I think this document is a very interesting case indeed, for example for doubling words (which I guess is related to faking bold by doubling letters), and should be handled by default in text extractor. I let @EliotJones decide, but I think this is a good issue 😃

BobLd avatar Jun 10 '20 14:06 BobLd

for reference on the duplicate letters, this is how PDFTextStripper seems to handle it:

https://github.com/apache/pdfbox/blob/64add684c6b8d9845377f31c619a107018e05f31/pdfbox/src/main/java/org/apache/pdfbox/text/PDFTextStripper.java#L771-L819

BobLd avatar Jun 11 '20 15:06 BobLd

I'm marking this as help wanted since I won't have time to work on this for the next few months at least.

For anyone interested in picking this up as @BobLd linked the source for PDFBox's PDFTextStripper is here https://github.com/apache/pdfbox/blob/64add684c6b8d9845377f31c619a107018e05f31/pdfbox/src/main/java/org/apache/pdfbox/text/PDFTextStripper.java

This won't map 1:1 with PdfPig concepts so it will need a bit rework to fit into the PdfPig API. I'd suggest creating the class in UglyToad.PdfPig.DocumentLayoutAnalysis.TextExtractor project and namespace. We're probably fine keeping a static class with a single public static method GetText(PdfDocument document) which re-uses most of the existing PDFBox logic.

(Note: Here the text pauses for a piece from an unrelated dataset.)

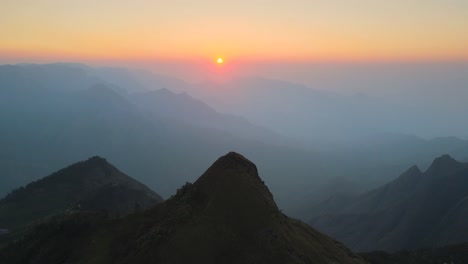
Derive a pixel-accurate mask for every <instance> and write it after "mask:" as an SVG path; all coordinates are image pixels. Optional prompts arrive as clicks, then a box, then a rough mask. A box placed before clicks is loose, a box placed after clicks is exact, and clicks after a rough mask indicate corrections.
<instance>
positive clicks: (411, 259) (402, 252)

EliotJones avatar Jun 20 '20 11:06 EliotJones

If someone ports this so that it provides the same results as PDFBox on the document above (and possibly few more that I may check) I'll provide a small incentive like 100$. To ensure that everything is still valid just post here before the start and I'll post if I haven't found an alternative solution and then I'll post a project on Freelancer with the deposit there.

ivanlabsii avatar Jun 20 '20 18:06 ivanlabsii

happy to help! maybe it will be easier to discuss on the PdfPig's Gitter

BobLd avatar Jun 21 '20 11:06 BobLd